Isolation macht er auch als Hauptproblem aus, sie mache krank und auch dement, so seine Erfahrung aus dem Klinikum. Und: die Medizin erkenne die eigentlichen Krankheiten sogenannter „multimorbider“ Menschen oft nicht. „30 Prozent der Patienten, die ins Krankenhaus eingeliefert werden, kommen wegen Behandlungsfehlern davor“, so Gowin. Das seniorengerechte oder eigentlich das menschengerechte Krankenhaus, stehe erst am Anfang, provozierte er. Zum Beispiel gebe es auch erst zwei geriatrische Tageskliniken in Baden-Württemberg. Man würde das auch gerne in Radolfzell, sei aber noch nicht von den Krankenkassen erhöht worden. Seine Vision sei eine Klinik, in die man gerne gehe.

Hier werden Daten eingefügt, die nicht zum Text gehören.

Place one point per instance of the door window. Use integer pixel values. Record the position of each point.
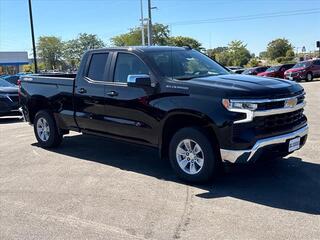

Prof. Dr. Marcus Schuchmann vom der Medizinischen Klinik Konstanz des Gesundheitsverbindung, verwies darauf, dass ein Großteil der Patienten älter seien. Vor allem kämen diese Patienten oft viel zu spät mit über Jahre verdrängten Krankheiten, wenn dann eben eine Krise eintrete – die man nun akut behandelt solle. Doch dafür brauche man auch als Klinik ein ganz anderes Personal, zum Beispiel sogar Sozialarbeiter, stellte er fest.
Stefanie Jehnichen vom Gesundheitsamt des Landkreises informierte über die hausärztliche Versorgung. Derzeit sei die Versorgungssituation gut und aktuell gelte ein Niederlassungsverbot für neue Hausärzte. Der Blick in die Zukunft zeige aber, dass hier doch deutliche Änderungen anstehen, da viele der Ärzte in den nächsten Jahren in den Ruhestand gingen. Das ist schon länger Thema einer Initiative im Landkreis, die hier Vorstöße in Sachen Personalgewinnung machen wird. Dr. Helmut Eckert als Leiter des Gesundheitsamts informierte über ein dreijähriges Pilotprojekt, das im November starten soll und vor allem in den ländlichen Raum wirken soll. Dabei können dann Pflegekräfte durchaus ärztliche Aufgaben übernehmen, digitale Sprechstunden gehören auch dazu. Gabriele Glocker vom Seniorenbrüro der Stadt Singen sieht die ärztliche Situation gar nicht so rosig. Vor allem Fachärzte fehlten, insbesondere Aufenärzte. Ein anderes Problem für sie: man behandle Diagnosen, nicht den Patienten ist ihr Eindruck.
Dr. Michael Hess, ehemaliger Leiter des Gesundheitsamt im Kreis, schilderte Situationen, bei denen nach medizinischer Behandlung kein Übergang in eine Pflegeeinrichtung gebe. Für sollte so etwas zum Entlassmanagement der Kliniken dazu gehören.